Entre janeiro e agosto deste ano foram registradas 670 notificações, número mais de três vezes superior à quantidade de casos apurados no mesmo período do ano passado.

Em 21 de setembro é celebrado o Dia Nacional de Luta da Pessoa com Deficiência, data oficializada em 2005 pela Lei nº 11.133 para celebrar os direitos e conquistas e enfatizar a importância da inclusão social das pessoas com deficiência. Porém, os números mostram que a violência contra essas pessoas ainda é realidade no Brasil. No Serviço Jurídico Social que oferecemos no Instituto Jô Clemente, o número de notificações de casos de violência ou violação de direitos contra pessoas com deficiência intelectual apoiadas nos diversos serviços oferecidos pela Organização triplicou de janeiro a agosto de 2021 na comparação com o mesmo período do ano anterior. Os dados mostram que em 2020 houve 104 novos casos e 101 retornos de casos em andamento, totalizando 205 notificações. Já neste ano, foram 231 novos casos e 439 retornos, somando 670 atendimentos.
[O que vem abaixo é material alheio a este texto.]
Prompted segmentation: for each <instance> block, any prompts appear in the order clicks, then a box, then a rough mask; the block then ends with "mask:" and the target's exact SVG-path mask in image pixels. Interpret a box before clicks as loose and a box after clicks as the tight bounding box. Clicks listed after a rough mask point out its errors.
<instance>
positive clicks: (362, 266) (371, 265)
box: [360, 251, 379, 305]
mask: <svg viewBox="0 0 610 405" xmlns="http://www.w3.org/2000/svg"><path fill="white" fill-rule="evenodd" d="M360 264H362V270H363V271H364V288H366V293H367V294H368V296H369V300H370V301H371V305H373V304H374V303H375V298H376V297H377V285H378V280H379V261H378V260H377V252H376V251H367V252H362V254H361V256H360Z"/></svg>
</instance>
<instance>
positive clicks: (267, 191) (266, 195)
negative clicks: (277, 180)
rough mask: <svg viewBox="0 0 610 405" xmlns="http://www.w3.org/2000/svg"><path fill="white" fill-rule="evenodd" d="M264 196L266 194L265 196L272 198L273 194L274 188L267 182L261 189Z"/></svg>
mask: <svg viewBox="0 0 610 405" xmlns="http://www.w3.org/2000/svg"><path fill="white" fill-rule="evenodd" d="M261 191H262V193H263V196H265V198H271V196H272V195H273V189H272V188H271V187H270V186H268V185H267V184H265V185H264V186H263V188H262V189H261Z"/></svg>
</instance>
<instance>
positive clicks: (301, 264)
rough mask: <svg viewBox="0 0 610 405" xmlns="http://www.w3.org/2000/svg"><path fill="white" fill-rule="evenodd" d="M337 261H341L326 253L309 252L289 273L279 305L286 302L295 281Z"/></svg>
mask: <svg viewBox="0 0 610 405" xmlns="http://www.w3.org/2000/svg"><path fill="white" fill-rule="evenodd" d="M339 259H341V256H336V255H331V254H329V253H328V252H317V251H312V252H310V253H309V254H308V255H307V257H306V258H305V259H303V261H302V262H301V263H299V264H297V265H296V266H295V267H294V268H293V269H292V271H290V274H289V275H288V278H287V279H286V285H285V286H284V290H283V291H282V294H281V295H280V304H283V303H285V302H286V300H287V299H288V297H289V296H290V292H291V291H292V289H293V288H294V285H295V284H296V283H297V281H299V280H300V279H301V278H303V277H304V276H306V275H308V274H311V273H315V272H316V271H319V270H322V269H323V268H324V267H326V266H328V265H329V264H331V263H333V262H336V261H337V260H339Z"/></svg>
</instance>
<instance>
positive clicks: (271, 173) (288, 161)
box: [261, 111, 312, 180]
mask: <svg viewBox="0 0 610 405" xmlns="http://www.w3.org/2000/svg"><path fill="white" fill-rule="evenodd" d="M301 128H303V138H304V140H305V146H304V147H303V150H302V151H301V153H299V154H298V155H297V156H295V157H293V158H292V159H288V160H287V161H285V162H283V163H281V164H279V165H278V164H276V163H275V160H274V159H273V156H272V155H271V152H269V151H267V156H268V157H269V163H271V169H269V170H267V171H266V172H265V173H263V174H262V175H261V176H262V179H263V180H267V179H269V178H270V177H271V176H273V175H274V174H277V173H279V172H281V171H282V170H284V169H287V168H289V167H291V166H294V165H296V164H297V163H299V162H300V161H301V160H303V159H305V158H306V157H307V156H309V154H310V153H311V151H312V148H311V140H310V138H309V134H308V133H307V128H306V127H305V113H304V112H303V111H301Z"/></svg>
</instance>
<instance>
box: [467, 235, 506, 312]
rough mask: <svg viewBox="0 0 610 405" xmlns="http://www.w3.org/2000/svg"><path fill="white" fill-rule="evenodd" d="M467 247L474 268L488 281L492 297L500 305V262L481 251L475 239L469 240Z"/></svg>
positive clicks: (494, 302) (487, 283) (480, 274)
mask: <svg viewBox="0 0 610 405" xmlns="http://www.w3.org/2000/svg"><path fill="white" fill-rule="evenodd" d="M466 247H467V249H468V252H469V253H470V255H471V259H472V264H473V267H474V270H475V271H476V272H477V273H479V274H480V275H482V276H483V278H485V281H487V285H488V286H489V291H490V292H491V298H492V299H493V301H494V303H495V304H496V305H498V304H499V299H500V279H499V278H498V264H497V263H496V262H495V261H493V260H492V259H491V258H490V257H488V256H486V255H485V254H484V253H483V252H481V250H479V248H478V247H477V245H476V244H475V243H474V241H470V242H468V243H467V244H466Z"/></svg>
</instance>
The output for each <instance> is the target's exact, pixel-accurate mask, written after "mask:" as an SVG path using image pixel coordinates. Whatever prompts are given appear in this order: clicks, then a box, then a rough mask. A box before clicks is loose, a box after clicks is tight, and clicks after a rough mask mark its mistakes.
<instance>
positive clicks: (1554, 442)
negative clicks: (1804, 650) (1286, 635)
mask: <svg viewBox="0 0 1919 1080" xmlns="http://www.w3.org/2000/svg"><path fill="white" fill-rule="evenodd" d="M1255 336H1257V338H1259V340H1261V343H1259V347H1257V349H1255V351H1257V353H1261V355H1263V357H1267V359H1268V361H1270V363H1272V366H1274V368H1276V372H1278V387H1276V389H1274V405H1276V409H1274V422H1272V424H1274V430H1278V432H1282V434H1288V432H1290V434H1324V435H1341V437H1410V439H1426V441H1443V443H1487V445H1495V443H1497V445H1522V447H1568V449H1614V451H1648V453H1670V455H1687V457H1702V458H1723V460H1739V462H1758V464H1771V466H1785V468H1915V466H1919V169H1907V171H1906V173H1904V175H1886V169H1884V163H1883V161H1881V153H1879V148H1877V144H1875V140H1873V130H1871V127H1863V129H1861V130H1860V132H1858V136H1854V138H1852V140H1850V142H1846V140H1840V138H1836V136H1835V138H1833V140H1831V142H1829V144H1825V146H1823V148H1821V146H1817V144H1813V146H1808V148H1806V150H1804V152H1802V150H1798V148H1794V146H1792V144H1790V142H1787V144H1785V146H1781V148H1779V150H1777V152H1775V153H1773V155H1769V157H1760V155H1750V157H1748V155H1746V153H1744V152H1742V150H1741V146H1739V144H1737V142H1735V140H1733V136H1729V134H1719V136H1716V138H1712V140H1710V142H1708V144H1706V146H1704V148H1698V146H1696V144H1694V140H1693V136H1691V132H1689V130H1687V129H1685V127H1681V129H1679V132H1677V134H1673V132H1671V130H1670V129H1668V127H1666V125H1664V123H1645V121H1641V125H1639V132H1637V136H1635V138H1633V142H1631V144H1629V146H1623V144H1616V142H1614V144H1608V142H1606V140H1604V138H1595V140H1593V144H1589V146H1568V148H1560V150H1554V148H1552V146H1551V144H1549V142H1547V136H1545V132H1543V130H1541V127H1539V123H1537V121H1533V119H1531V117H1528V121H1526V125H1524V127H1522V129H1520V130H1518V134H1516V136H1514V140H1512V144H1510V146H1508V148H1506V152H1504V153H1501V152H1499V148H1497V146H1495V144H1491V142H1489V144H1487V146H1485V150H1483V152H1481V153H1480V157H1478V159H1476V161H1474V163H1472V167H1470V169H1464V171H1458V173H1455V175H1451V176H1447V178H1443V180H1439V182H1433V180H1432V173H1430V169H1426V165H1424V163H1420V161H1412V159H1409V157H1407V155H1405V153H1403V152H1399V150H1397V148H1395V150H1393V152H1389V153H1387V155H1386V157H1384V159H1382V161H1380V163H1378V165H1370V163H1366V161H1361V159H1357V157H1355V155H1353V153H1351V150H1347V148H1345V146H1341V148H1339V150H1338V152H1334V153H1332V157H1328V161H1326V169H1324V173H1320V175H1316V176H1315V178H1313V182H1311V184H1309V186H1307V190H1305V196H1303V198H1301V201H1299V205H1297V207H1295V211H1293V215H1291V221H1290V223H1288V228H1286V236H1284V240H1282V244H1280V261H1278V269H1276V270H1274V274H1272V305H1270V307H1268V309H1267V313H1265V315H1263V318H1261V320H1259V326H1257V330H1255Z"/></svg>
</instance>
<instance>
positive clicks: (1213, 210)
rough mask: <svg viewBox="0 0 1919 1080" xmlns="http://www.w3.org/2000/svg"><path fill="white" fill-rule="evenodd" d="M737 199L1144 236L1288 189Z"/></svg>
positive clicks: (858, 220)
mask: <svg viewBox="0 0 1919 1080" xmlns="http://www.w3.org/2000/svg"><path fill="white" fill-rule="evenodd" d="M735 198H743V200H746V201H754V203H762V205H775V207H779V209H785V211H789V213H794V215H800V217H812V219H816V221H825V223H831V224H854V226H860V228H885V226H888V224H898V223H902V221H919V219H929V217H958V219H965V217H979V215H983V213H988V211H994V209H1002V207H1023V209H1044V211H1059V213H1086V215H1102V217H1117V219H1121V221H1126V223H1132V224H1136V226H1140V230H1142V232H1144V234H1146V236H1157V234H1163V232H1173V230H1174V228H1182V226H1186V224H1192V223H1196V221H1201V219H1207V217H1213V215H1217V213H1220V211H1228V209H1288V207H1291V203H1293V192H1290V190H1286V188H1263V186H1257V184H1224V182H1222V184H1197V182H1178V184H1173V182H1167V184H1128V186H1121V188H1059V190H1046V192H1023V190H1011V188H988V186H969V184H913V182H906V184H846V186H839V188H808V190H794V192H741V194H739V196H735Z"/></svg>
Os dados mostram ainda que antes da pandemia os números já estavam em um patamar bastante elevado. Entre janeiro e agosto de 2019, registramos 1.080 notificações de violência ou violação de direitos contra pessoas com deficiência intelectual, sendo 317 casos novos e 763 retornos.

Serviço Jurídico Social acompanha casos de violência e violação de direitos de pessoas com deficiência intelectual de todas as idades.

“Esses registros mostram que o isolamento social mais rígido no início da pandemia dificultou a verificação de casos suspeitos ou confirmados de violência ou violação de direitos contra pessoas com deficiência intelectual, o que causou uma subnotificação. Este ano, com a flexibilização gradual das regras de quarentena, os números voltaram a subir, o que é preocupante, pois mostra que ainda existe muita violência contra esse grupo na sociedade”, afirma Luciana Stocco, supervisora do Serviço Jurídico Social.

Segundo ela,“a pandemia tirou as pessoas com deficiência intelectual e/ou outras deficiências da escola, do trabalho e de outros lugares que costumavam frequentar, pela necessidade de ficarem em casa. Com isso, muitos casos de violência que acontecem em casa, por exemplo, não foram observados por professores, psicólogos, colegas, entre outros grupos. Muitas vezes, as denúncias surgem após observação de pessoas com as quais elas convivem fora de casa. Sem essa convivência, a violência continua acontecendo, mas não é notada”.

Ainda de acordo com Luciana, logo no início da pandemia, os atendimentos do IJC passaram a ser realizados remotamente. “Atualmente, a maior parte já é presencial e é no contato pessoal, na observação e nas orientações que sinais de que algum tipo de violência está sendo vivenciada pela pessoa com deficiência ou algum familiar podem ser detectados com mais profundidade, por meio de uma abordagem com psicólogos e assistentes sociais, que avaliam a situação no âmbito psicossocial”, comenta.

Em muitas dessas denúncias, a vítima não é apenas a pessoa com deficiência, mas sim algum familiar que convive com ela e tenta protegê-la, como a mãe, por exemplo, vítima de violência doméstica. Quando isso acontece, o IJC apura e encaminha os casos para as redes de proteção, como os Centros de Defesa e Convivência da Mulher e as Delegacias da Mulher. A psicóloga Ticiana Pedroso, que atua na equipe de atendimento do Serviço Jurídico Social, afirma que “parte da população acredita que a violência só acontece quando deixa marcas, mas não é só isso. Violência é toda forma de agressão, seja psicológica, patrimonial, sexual, física ou violação de direitos humanos. Quando falamos em pessoas com deficiência intelectual, não podemos esquecer que o ambiente familiar, o mesmo que promove o cuidado, pode por vezes propiciar situações de violências tanto a essas pessoas quanto aos cuidadores, devido à ausência de uma política de cuidado, o que acaba sobrecarregando a família”.